The Eulogy Virtues

16 Jul

Grove BrameOn July 4th we said goodbye to our friend, Grove Brame. Lost too soon at 59 to the same form of brain cancer that has taken two other good friends in recent years. While it is close to impossible to find anything positive in such a tragedy, there are lessons to be learned and messages to be reinforced.

The thing that struck me during the service was how little airtime was allocated to Grove’s enormous list of accomplishments. He was a classic “up by the bootstraps” corporate success story, spending a storied career at Dr. Pepper that included too many promotions and accolades to track. Grove was also an amazing athlete and scratch golfer that you somehow didn’t mind losing to over and over again.

He spent forty years knocking down goals and building an envious resume. In the end, no one seemed to care about those things. Instead, what we heard about during his funeral was what we consider to be common virtues. The personal stories that were told were always about some kindness, about the way he made the storyteller feel, about some casual good deed, or about something funny he had done.

Grove was generous. He was kind. He was a great listener. He could fit with any crowd. Grove was a great father, stepfather, husband, brother, brother-in-law, and friend.
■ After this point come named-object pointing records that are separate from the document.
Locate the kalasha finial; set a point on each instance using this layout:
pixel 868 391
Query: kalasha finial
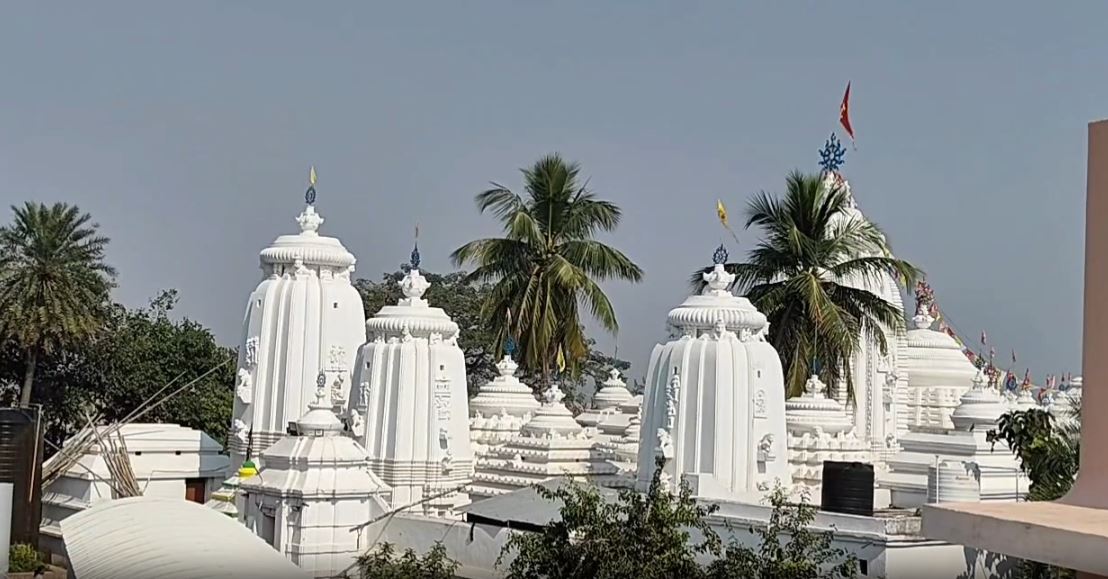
pixel 414 257
pixel 309 196
pixel 720 256
pixel 831 155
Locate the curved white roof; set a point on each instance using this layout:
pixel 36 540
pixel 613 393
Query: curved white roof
pixel 163 538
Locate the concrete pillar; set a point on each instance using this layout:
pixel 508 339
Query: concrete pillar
pixel 1091 486
pixel 7 490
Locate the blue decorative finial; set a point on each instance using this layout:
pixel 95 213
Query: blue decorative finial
pixel 309 196
pixel 720 256
pixel 831 155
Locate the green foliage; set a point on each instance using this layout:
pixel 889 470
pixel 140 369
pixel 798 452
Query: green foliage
pixel 53 282
pixel 547 265
pixel 1049 456
pixel 462 299
pixel 662 535
pixel 135 353
pixel 23 558
pixel 810 243
pixel 383 562
pixel 803 554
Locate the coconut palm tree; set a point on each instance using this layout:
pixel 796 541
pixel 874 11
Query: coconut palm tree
pixel 53 281
pixel 806 275
pixel 547 265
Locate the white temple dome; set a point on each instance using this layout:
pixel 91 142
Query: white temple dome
pixel 939 372
pixel 981 407
pixel 813 411
pixel 715 397
pixel 304 322
pixel 504 394
pixel 553 417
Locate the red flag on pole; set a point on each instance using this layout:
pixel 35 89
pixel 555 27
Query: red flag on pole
pixel 844 114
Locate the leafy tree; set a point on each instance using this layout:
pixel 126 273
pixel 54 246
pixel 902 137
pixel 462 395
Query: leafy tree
pixel 812 247
pixel 385 562
pixel 458 296
pixel 462 298
pixel 53 282
pixel 662 535
pixel 547 265
pixel 136 352
pixel 1049 455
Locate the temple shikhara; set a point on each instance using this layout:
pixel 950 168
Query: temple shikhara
pixel 348 433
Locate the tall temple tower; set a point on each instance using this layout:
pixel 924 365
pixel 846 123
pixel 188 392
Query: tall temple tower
pixel 409 409
pixel 715 397
pixel 880 379
pixel 303 327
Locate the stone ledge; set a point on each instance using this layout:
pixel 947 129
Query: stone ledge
pixel 1053 533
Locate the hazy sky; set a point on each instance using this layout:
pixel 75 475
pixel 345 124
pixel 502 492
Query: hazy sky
pixel 187 128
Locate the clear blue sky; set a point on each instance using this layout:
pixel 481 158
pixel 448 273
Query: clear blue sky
pixel 187 128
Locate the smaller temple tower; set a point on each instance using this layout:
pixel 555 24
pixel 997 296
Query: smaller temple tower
pixel 715 397
pixel 315 493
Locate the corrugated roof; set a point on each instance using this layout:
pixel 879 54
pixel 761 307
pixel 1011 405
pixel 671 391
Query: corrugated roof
pixel 524 508
pixel 162 538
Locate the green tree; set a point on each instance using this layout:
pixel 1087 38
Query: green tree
pixel 643 536
pixel 458 296
pixel 136 352
pixel 53 282
pixel 1049 455
pixel 799 276
pixel 385 562
pixel 662 535
pixel 547 265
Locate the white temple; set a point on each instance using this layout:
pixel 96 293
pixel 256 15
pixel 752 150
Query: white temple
pixel 820 428
pixel 303 322
pixel 880 379
pixel 409 409
pixel 550 445
pixel 314 493
pixel 715 397
pixel 939 372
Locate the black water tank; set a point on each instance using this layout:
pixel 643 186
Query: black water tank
pixel 21 464
pixel 848 488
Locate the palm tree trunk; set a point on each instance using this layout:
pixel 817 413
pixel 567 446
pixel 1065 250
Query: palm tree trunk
pixel 32 361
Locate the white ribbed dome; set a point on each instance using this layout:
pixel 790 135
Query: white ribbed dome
pixel 553 417
pixel 715 397
pixel 813 411
pixel 304 322
pixel 981 407
pixel 939 373
pixel 504 394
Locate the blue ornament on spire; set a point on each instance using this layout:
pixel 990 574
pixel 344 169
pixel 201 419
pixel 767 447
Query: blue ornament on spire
pixel 720 256
pixel 831 155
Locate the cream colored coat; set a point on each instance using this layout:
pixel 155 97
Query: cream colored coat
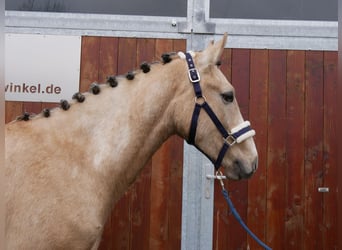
pixel 64 173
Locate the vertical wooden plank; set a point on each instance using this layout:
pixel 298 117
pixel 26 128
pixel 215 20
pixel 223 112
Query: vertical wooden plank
pixel 174 198
pixel 160 179
pixel 258 116
pixel 295 150
pixel 330 211
pixel 107 48
pixel 140 199
pixel 89 62
pixel 121 217
pixel 276 151
pixel 108 58
pixel 237 238
pixel 313 150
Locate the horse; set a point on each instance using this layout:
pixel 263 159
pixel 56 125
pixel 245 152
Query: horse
pixel 67 166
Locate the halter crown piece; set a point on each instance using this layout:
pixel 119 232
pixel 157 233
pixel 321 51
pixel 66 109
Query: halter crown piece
pixel 237 135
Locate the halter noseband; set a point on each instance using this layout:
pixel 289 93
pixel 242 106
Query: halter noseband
pixel 236 135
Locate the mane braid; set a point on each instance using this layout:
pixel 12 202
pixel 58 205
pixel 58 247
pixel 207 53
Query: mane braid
pixel 145 67
pixel 24 117
pixel 95 88
pixel 79 97
pixel 46 112
pixel 130 75
pixel 64 104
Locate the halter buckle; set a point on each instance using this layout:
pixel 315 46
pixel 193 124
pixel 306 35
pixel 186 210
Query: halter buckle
pixel 230 140
pixel 194 75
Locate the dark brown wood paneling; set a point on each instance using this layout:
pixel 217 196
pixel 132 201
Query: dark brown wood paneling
pixel 276 149
pixel 256 213
pixel 330 152
pixel 313 175
pixel 295 150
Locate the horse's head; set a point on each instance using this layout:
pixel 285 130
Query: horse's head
pixel 227 142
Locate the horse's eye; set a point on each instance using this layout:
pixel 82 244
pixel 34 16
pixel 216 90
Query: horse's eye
pixel 228 97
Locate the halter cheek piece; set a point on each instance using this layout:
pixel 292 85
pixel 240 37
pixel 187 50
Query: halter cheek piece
pixel 238 134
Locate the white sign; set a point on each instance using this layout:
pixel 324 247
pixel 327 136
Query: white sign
pixel 41 68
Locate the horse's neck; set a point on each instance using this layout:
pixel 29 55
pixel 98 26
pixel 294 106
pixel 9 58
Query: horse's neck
pixel 122 127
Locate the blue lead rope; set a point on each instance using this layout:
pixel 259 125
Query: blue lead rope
pixel 238 218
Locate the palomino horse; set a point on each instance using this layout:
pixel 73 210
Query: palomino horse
pixel 68 166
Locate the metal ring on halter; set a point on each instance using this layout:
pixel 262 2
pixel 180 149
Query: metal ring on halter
pixel 200 100
pixel 220 177
pixel 230 140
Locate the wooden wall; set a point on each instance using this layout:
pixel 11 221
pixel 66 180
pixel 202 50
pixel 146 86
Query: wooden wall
pixel 290 99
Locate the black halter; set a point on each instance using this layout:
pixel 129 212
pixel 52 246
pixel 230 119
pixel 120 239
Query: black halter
pixel 238 134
These are the virtues of the eulogy. The ones that define a life and the person that lived it. In the end, it is character that matters.

I’ll readily admit to spending the last twenty-five plus years building my own resume. I, too, have a long list of accomplishments of which I am quite proud. And I do not intend to stop doing the work I love, hoping for success and maybe some recognition along the way. You may be doing the exact same thing.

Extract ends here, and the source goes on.